Another challenge Avera is mindful of is keeping its rural hospitals, which is to say most of its hospitals, healthy. To do that, Dover says the system is following best practices around keeping care local. Among those practices is partnering with various clinics and with cohorts of physicians who are willing to care for patients in rural areas. To support those doctors, Avera provides patient transportation and telehealth services.

Another best practice is to keep hospital governance local, Dover says. He notes that many systems that operate rural hospitals have opted to have centralized boards and leadership teams. That loss of local control, he says, leaves patients feeling less connected to their local hospital and more likely to look elsewhere for care.

"I think if you were to do the study, results would show that when you lose that local community stickiness, that all of a sudden out-migration (by patients) becomes really easy," Dover says.

Keeping an eye on D.C.
Even as Avera keeps its focus local, Dover acknowledges the system is well aware that decisions being made in Washington could affect its operations. For example, the cuts under discussion for Medicaid would affect many of Avera's patients. He used CHA's resources from its Medicaid Makes It Possible initiative to share some statistics for South Dakota. For example, across the state, 13% of the population is covered by Medicaid or the Children's Health Insurance Program, including two of every seven children.

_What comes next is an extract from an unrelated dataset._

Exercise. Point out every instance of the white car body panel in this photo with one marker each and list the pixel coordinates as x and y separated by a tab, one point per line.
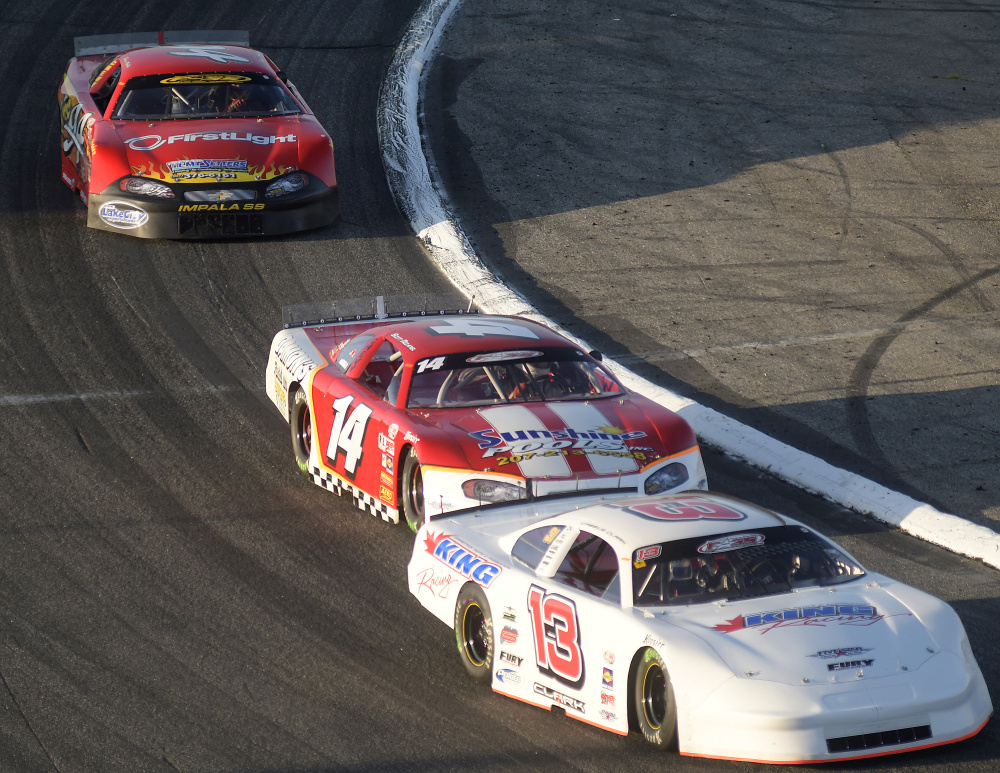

"These drastic cuts that are being proposed are going to have a very real impact on us and on access," Dover says.

Another potential change in federal policy that could present challenges for Avera would be if coverage of telehealth services that was approved during the pandemic ended. As of now, that expansion is set to lapse at the end of March.

Dover says it would be "incredibly shortsighted" to end the coverage expansion. But even if that happens, he says Avera won't give up on remote care. "We've found it to be an effective tool that keeps care local," he says.

The system also is solid in its long-established commitment to mental and behavioral health care. He notes that the system recently added 16 beds to the Helmsley Behavioral Health Center, which opened in Sioux Falls in 2022.

He says many systems have backed away from mental health care. "It's really hard work," Dover says. "Funding can be really challenging. Some states are not very supportive."

Dover says Avera has been fortunate in that the states it serves have been helpful. For example, he says South Dakota has worked with the system to keep mental health care local and to ensure that best practices are followed.

"We've had a very supportive state, and that has been helpful," he adds. "We have gracious benefactors, and we enhance our learnings to stay really good at it."

Off-hours interests
When he's not in the office, Dover engages in what he calls his lifelong passion for tennis. He hits the courts twice a week. He and his wife have four adult children, who are split between the East and West coasts, and a grandson.

In addition to visiting family, the couple like to travel the world. They are determined to visit every continent and have so far made it to five. One of the remaining two, which he hopes to visit before he retires, will require a potentially bumpy flight.

"I'm dreading crossing the Drake Passage to get to Antarctica," Dover says. "I have severe motion sickness, so I've got to prepare myself for that one."